The point is, though, that this analogy isn't one that I made at the time - it wouldn't have occurred to me, since I did not know any programming languages myself.  It was just something that felt right. The copy-editor asked me over the phone whether it was all right to spell out numbers, and I said I wasn't sure, I didn't have the text in front of me, I'd have to see what it looked like. She said I could always change it later; I said OK. I got her mark-up, and it just looked wrong.

I think if you're a writer much of the time you are going by your feeling for what's right, which may come from influences you yourself don't wholly understand.  It's not that you claim to be infallible -- if someone can present a compelling case for a change it may be right to make it. But if the only 'argument' is that they like it better another way, or it's the house style, or the Chicago Manual of Style says something or other, I think it's better to go with the author's feeling.  Otherwise you may be tampering with evidence of the evolution of the language, which in some cases, at least, may mark significant social changes.  (In this case, the fact that the characters are not programmers may in itself be significant.)
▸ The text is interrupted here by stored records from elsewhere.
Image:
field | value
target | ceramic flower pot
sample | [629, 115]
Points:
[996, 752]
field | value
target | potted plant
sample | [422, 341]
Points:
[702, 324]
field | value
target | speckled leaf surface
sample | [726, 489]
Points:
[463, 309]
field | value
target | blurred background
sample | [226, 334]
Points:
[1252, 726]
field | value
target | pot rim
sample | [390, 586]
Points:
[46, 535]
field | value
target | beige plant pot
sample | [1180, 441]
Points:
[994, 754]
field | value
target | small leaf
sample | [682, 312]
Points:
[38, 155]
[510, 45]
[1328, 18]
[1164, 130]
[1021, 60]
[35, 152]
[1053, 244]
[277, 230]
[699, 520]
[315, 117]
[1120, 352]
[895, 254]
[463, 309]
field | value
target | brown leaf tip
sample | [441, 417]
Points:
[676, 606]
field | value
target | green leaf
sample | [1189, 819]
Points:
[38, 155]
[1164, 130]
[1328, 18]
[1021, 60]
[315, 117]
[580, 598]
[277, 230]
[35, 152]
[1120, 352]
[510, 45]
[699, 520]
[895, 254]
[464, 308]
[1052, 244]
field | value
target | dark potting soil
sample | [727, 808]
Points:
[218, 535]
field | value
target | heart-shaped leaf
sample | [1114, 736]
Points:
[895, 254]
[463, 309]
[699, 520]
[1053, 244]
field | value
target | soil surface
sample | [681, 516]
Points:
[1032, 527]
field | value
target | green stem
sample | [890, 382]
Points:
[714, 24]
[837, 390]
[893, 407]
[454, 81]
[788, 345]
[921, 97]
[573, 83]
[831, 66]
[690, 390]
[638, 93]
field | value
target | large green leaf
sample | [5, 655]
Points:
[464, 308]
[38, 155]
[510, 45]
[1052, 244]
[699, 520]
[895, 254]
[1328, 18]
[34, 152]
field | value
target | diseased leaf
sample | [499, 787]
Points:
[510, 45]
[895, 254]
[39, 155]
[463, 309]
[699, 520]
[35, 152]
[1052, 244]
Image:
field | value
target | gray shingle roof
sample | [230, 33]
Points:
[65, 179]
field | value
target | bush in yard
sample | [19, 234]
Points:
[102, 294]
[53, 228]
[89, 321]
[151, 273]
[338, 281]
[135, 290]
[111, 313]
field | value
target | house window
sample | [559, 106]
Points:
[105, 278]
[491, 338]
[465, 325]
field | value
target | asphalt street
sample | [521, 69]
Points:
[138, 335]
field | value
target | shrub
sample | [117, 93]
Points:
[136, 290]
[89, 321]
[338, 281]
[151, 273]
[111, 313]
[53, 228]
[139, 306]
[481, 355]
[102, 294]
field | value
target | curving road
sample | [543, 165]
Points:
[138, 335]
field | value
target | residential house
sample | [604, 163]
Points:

Language Log has many posts on the fallacy that the words in a language tell us whether the culture using the language had a particular concept.  But it is sometimes the case that words can mislead speakers into drawing false distinctions.  The Gospel according to John begins with the statement EN ARXH HN O LOGOS, which is normally translated as 'In the beginning was the Word.'  But the Greek word 'logos' covered a much wider range than 'word' - it included narratives, speeches, arguments, dialogues, logic, reason, calculation.  If you talk to editors or agents they will often say of writing that in the end it's about sentences - that is, concatenations of words.  Well, in English words do seem to be what writers deal with; a writer is something different from a logician or a mathematician or a programmer, which all have quite different connotations.